End User wrote:Waco wrote:Even one is enough to be satisfactory though
Resolution?
michael_d wrote:No more replies from the author.
End User wrote:michael_d wrote:No more replies from the author.
That is nothing new. Usually by page three we catch on.
End User wrote:Airmantharp wrote:And can we stop calling them 'SLI' PSUs?
There was no we. It was just me. A thousand apologies.
Would you prefer SLI Ready PSU?
Airmantharp wrote:If we're going to talk about PSUs for multi-GPU setups, let's just explain that the cards have X number of Y type of connectors, and that a PSU is needed that can effectively fulfill those requirements.

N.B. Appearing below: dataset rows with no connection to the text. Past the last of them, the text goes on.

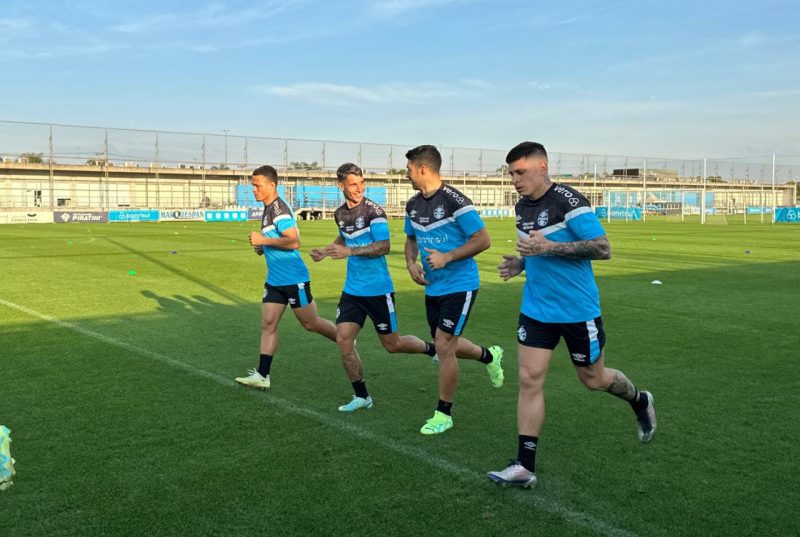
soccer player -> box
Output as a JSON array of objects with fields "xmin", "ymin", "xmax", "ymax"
[
  {"xmin": 235, "ymin": 165, "xmax": 337, "ymax": 389},
  {"xmin": 487, "ymin": 142, "xmax": 656, "ymax": 488},
  {"xmin": 404, "ymin": 145, "xmax": 504, "ymax": 435},
  {"xmin": 310, "ymin": 163, "xmax": 438, "ymax": 412}
]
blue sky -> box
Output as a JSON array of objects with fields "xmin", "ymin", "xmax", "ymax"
[{"xmin": 1, "ymin": 0, "xmax": 798, "ymax": 158}]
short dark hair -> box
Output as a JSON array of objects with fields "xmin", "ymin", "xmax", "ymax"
[
  {"xmin": 336, "ymin": 162, "xmax": 363, "ymax": 182},
  {"xmin": 505, "ymin": 142, "xmax": 548, "ymax": 164},
  {"xmin": 405, "ymin": 145, "xmax": 442, "ymax": 173},
  {"xmin": 252, "ymin": 165, "xmax": 278, "ymax": 183}
]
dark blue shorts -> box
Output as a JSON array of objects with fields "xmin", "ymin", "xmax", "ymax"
[{"xmin": 517, "ymin": 313, "xmax": 605, "ymax": 367}]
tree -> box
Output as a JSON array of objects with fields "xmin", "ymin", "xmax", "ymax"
[
  {"xmin": 289, "ymin": 161, "xmax": 321, "ymax": 170},
  {"xmin": 386, "ymin": 168, "xmax": 405, "ymax": 175},
  {"xmin": 20, "ymin": 152, "xmax": 44, "ymax": 163},
  {"xmin": 496, "ymin": 164, "xmax": 509, "ymax": 175}
]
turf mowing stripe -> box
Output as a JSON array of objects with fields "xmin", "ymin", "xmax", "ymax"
[{"xmin": 1, "ymin": 297, "xmax": 640, "ymax": 537}]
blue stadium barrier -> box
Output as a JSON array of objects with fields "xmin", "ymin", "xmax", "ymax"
[{"xmin": 775, "ymin": 207, "xmax": 800, "ymax": 222}]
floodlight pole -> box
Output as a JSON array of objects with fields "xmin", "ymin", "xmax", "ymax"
[
  {"xmin": 643, "ymin": 159, "xmax": 647, "ymax": 223},
  {"xmin": 701, "ymin": 158, "xmax": 707, "ymax": 224},
  {"xmin": 104, "ymin": 128, "xmax": 110, "ymax": 211},
  {"xmin": 771, "ymin": 154, "xmax": 776, "ymax": 223},
  {"xmin": 48, "ymin": 125, "xmax": 54, "ymax": 210},
  {"xmin": 223, "ymin": 129, "xmax": 230, "ymax": 169},
  {"xmin": 154, "ymin": 132, "xmax": 160, "ymax": 208}
]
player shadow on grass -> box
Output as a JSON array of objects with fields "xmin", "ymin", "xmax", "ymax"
[
  {"xmin": 140, "ymin": 290, "xmax": 218, "ymax": 315},
  {"xmin": 103, "ymin": 236, "xmax": 248, "ymax": 305}
]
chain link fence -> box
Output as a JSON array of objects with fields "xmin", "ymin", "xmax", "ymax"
[{"xmin": 1, "ymin": 120, "xmax": 797, "ymax": 219}]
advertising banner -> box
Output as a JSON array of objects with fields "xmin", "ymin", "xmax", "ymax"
[
  {"xmin": 0, "ymin": 211, "xmax": 54, "ymax": 224},
  {"xmin": 205, "ymin": 210, "xmax": 249, "ymax": 222},
  {"xmin": 54, "ymin": 211, "xmax": 108, "ymax": 224},
  {"xmin": 775, "ymin": 207, "xmax": 800, "ymax": 223},
  {"xmin": 248, "ymin": 207, "xmax": 264, "ymax": 220},
  {"xmin": 159, "ymin": 209, "xmax": 205, "ymax": 221},
  {"xmin": 595, "ymin": 207, "xmax": 643, "ymax": 220},
  {"xmin": 109, "ymin": 210, "xmax": 160, "ymax": 222},
  {"xmin": 746, "ymin": 206, "xmax": 773, "ymax": 215}
]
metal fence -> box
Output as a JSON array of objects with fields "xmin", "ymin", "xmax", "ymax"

End User wrote:Airmantharp wrote:If we're going to talk about PSUs for multi-GPU setups, let's just explain that the cards have X number of Y type of connectors, and that a PSU is needed that can effectively fulfill those requirements.
Hang on. I have to find my pen.
michael_d wrote:P.S.
This thread is highly suspecious due to such a naïve question. No more replies from the author. But there is a very large icon with a link to some website. How many people actually clicked on it?
Chrispy_ wrote:There are plenty of sites that have all the intricate details, of exactly why you should avoid mutli-GPU configs, including TR.
Chrispy_ wrote:Never use multiple graphics cards until you've hit the limit of what you can achieve with one graphics card.
Chrispy_ wrote:I have had both types of SLI (3DFx and Nvidia) as well as a couple of dual and quad Crossfire configs; My experience matches the articles around the web - concluding that even, lag-free frame delivery is far more complex than a FRAPS, DCAT or FPS average, and Mutli-GPU configs suck at it, even with frame-pacing driver wizardry.
Chrispy_ wrote:SLI being slower than a single card when there's a compatibility problem
Chrispy_ wrote:SLI causing image-quality issues (graphical corruption)
Chrispy_ wrote:Games being completely incompatible and not running on SLI systems at all
Chrispy_ wrote:Higher power draw
Chrispy_ wrote:Higher noise levels
Chrispy_ wrote:Delayed driver support for new features
Chrispy_ wrote:vsync issues and input lag that are hard to quantify and measure, but affect your gaming enjoyment
Chrispy_ wrote:The need for a PSU with more cables
Chrispy_ wrote:a motherboard with more slots
Techgoudy wrote:As far as single GPU cards go what would you really consider the best bang for your buck considering the new Radeons approaching the market. Would you wait or buy now?